Filtering samples from VDS in Google cloud

Hi – I’m working in the AoU Google cloud environment. I’m trying to subset about 500 samples from the WGS Hail VDS and I’m not sure if I’m completely off the mark here or not. I’ve successfully worked with the WGS Hail MT for the exome regions, but this is my first time using the WGS VDS.

First I ran this command to filter for my samples:

vds = hl.vds.filter_samples(vds, samples, keep = False, remove_dead_alleles = True)

Then I ran this command to get an updated variant/sample count:

vds.variant_data.count()

However, when running the second command, my progress bar continues to freeze and random points. Today, I’ve been at “(15721 + 192) / 84648” for about the last 30 mins.
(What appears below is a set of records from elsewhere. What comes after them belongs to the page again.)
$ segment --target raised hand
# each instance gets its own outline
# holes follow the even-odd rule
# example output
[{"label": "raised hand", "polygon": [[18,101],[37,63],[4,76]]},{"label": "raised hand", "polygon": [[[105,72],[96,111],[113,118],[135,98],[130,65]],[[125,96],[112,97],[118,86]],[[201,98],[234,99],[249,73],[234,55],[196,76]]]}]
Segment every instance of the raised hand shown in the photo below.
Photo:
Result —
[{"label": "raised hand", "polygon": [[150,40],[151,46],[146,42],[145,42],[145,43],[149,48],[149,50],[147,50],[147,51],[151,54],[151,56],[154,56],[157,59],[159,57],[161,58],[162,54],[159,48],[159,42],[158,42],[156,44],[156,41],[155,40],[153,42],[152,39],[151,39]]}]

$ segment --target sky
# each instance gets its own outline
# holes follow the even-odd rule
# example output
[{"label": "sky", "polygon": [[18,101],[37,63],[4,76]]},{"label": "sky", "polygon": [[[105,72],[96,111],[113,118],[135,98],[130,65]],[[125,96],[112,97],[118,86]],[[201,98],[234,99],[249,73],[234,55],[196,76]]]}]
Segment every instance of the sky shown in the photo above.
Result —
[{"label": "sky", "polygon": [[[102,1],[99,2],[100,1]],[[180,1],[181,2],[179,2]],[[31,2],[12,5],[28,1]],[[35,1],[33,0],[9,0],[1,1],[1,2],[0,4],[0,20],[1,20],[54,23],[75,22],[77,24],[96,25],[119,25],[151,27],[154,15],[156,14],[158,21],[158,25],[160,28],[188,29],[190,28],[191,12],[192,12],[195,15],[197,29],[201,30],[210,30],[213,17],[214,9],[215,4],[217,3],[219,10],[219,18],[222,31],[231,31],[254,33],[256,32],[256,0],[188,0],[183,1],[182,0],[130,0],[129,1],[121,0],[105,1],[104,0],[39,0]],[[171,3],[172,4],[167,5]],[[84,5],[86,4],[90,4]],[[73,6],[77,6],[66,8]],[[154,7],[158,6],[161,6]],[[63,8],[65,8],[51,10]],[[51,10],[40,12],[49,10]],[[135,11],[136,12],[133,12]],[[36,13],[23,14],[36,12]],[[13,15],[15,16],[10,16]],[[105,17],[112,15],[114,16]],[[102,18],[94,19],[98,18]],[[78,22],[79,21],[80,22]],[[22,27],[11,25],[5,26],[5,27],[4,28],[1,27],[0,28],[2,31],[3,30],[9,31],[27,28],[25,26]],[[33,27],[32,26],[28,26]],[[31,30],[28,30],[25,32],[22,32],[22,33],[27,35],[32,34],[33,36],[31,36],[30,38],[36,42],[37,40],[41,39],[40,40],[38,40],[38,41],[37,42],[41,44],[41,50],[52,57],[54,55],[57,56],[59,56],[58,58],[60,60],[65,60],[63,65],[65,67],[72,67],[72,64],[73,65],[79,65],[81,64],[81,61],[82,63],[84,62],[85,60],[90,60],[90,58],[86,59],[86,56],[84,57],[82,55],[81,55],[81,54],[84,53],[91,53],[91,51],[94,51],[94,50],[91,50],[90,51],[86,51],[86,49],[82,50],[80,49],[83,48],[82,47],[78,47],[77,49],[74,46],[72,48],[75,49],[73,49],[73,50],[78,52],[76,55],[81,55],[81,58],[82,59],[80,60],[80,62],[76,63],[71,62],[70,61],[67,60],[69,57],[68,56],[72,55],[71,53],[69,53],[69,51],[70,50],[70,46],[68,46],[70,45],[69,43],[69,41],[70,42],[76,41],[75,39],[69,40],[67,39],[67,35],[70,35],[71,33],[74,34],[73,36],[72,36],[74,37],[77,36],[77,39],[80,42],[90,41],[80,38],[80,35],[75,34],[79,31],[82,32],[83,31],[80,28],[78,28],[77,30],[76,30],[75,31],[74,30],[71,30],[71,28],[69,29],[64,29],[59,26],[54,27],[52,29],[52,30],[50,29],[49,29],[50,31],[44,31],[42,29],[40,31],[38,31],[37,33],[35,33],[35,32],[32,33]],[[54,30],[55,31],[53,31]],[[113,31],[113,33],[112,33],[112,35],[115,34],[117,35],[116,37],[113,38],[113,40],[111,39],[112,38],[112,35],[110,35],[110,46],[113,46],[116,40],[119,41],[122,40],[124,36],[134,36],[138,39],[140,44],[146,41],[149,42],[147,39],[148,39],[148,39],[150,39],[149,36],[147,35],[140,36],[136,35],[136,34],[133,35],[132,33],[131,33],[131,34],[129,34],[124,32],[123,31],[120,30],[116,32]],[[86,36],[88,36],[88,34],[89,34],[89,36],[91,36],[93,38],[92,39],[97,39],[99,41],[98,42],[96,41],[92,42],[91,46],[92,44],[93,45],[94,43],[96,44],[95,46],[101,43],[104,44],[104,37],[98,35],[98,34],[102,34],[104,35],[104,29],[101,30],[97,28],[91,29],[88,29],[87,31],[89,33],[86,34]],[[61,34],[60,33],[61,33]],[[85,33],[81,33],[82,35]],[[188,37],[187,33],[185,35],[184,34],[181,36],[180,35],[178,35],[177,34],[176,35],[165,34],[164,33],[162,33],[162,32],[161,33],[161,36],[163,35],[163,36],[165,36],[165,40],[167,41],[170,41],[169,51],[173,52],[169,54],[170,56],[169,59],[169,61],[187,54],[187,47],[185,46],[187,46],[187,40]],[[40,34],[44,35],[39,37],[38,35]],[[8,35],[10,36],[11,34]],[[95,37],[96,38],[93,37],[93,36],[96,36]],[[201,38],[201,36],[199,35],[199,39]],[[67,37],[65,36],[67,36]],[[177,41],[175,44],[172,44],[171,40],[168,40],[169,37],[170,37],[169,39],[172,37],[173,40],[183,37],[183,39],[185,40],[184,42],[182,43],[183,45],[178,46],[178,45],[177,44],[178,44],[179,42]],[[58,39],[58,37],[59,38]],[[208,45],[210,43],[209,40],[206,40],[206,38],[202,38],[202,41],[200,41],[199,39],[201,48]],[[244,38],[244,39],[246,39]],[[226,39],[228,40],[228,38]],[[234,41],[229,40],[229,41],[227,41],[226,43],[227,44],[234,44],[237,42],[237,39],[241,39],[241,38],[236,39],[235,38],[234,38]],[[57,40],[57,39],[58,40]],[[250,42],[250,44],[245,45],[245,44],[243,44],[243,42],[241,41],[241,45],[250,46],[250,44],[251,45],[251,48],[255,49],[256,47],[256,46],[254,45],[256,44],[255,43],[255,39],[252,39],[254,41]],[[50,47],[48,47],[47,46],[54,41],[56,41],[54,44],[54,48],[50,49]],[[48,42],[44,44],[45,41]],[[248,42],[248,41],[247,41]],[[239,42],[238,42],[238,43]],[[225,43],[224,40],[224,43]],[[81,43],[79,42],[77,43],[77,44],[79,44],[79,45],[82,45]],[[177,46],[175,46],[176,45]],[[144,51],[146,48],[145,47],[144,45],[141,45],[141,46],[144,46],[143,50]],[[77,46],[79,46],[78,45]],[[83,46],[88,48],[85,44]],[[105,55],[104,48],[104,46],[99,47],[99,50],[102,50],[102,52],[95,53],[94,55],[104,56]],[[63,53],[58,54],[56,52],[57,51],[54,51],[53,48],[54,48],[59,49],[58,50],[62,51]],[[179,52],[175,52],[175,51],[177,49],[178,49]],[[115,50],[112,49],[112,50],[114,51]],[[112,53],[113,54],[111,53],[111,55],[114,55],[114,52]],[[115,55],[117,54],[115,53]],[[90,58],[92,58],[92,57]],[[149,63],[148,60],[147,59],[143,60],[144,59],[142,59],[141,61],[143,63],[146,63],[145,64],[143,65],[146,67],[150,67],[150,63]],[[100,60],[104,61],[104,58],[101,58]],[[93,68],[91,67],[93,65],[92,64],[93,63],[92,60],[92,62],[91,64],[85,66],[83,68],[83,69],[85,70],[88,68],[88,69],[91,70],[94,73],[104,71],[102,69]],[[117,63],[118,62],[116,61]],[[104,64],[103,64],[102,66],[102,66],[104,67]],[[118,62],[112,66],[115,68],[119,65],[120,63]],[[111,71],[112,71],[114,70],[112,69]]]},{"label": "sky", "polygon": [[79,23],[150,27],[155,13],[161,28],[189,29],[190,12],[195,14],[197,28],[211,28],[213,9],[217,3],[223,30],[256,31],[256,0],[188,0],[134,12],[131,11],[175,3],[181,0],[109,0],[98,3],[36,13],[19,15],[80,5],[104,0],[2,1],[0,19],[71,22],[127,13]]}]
My compute cluster is as follows: 3 workers, 32 CPUs, 28.8GB ram + 3 preemptible workers

This cluster runs well, making good progress, until it doesn’t. Does anyone know if I am running into a resource issue? I am wondering if I should up the RAM. I am a bit lost since I haven’t worked with this large of a file previously.

Also, when I stop the command, the progress bar is updated, so I assume it is continuing to run. Like just now, when I stopped the command, the progress updated to “(22075 + 191) / 84648”

Thanks!

Hi @jasmussen !

Hail tables and matrix tables are recipes. Every time you perform an action, like count, it executes the entire recipe from start to finish. It’s hard to diagnose this issue without the full script. What happens before the count? Is it just a read and a filter samples?
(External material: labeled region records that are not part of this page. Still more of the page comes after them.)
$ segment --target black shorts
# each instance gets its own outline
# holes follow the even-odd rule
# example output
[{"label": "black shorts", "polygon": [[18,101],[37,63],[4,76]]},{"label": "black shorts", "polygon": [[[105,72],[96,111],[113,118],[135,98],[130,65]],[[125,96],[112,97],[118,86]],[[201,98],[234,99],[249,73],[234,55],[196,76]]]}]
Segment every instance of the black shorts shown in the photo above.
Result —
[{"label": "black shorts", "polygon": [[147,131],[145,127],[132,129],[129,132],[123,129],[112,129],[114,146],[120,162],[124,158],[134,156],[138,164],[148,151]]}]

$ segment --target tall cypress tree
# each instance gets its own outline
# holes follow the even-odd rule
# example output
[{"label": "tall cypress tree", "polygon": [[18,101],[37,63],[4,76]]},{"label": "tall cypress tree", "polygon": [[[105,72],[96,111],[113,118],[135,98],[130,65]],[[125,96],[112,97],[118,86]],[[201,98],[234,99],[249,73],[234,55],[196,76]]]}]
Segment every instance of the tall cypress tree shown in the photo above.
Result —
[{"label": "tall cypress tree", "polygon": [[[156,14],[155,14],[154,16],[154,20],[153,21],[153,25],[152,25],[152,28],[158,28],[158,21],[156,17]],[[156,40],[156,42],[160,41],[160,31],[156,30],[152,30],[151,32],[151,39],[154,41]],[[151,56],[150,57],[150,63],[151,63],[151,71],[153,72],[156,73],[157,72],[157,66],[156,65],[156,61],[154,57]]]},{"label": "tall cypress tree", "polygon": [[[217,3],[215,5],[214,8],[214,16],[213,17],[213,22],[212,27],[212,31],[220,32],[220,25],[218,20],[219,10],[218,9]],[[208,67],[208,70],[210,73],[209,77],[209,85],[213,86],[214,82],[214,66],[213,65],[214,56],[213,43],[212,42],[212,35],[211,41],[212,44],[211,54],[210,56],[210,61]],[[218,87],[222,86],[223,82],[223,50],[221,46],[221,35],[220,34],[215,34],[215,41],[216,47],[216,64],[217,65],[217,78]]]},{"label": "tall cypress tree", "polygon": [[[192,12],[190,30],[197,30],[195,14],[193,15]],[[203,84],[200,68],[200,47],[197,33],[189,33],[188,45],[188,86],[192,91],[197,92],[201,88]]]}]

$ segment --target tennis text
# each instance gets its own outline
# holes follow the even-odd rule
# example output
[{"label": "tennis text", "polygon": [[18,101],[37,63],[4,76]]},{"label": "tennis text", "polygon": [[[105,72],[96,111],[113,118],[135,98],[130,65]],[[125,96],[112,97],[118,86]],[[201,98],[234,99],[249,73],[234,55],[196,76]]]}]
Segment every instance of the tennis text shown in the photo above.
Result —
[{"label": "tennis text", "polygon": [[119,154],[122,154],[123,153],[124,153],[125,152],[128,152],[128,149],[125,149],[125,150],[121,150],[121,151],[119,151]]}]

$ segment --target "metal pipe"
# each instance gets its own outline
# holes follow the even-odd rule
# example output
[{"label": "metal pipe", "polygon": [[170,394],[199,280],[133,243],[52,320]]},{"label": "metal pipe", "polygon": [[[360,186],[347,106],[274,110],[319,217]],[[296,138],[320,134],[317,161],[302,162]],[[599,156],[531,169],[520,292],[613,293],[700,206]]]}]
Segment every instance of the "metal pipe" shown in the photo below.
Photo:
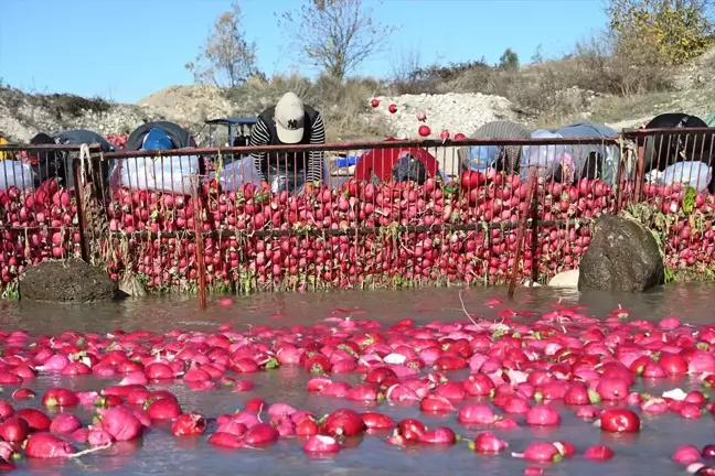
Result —
[{"label": "metal pipe", "polygon": [[514,269],[512,270],[511,280],[509,282],[509,298],[514,296],[516,289],[516,278],[519,275],[519,266],[521,263],[522,246],[524,236],[526,235],[526,220],[532,213],[532,201],[534,199],[534,186],[536,185],[536,170],[532,169],[529,172],[529,181],[526,182],[526,208],[519,217],[519,228],[516,228],[516,249],[514,250]]},{"label": "metal pipe", "polygon": [[462,139],[459,141],[441,140],[404,140],[404,141],[366,141],[366,142],[333,142],[326,144],[286,144],[286,145],[260,145],[260,147],[237,147],[237,148],[185,148],[172,149],[170,151],[117,151],[105,152],[103,158],[129,159],[140,156],[162,155],[212,155],[217,153],[248,155],[253,152],[300,152],[316,151],[330,152],[342,150],[360,149],[404,149],[404,148],[455,148],[473,145],[578,145],[578,144],[615,144],[618,138],[545,138],[545,139]]},{"label": "metal pipe", "polygon": [[87,239],[87,213],[84,202],[84,177],[82,176],[82,169],[79,159],[75,158],[72,161],[72,171],[75,180],[75,202],[77,203],[77,218],[79,223],[79,249],[82,259],[89,262],[89,241]]}]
It sounds like you’re working with an 84k partition dataset. This is an absolutely staggeringly large dataset. You won’t be able to work with this dataset with 32 cores. When working with this many partitions, it’s common to use thousands of “preemptible” or “spot” cores.

If there was a RAM issue, you’d almost certainly get an error about using too much memory. I can comment more on what’s going on if you share the full script. Can you also share which version of Hail you have installed? hl.version() should do it.

Hi @danking – Thank you for the response.

" What happens before the count? Is it just a read and a filter samples?" – Yes, it is just filtering the samples and removing any variants w/o a genotype in my 500 samples. I ultimately want to compare these samples to an external cohort that I’ve imported into the AoU cloud environment, so all I need are the variants with genotypes.

“It sounds like you’re working with an 84k partition dataset. This is an absolutely staggeringly large dataset. You won’t be able to work with this dataset with 32 cores.” --I know, this dataset is huge! I am working with the 245K release of AoU. And, I should have made my compute cluster more clear. I have 32 cores per worker (96 CPUs total) + 3 preemptible workes with 32 cores per worker (96 preemptible CPUs total). I actually had my cluster at 2 workers and 10 preemptible workers, but for the same two commands the progress bar was freezing. I was thinking that Google may have been taking my preemptible cores back?..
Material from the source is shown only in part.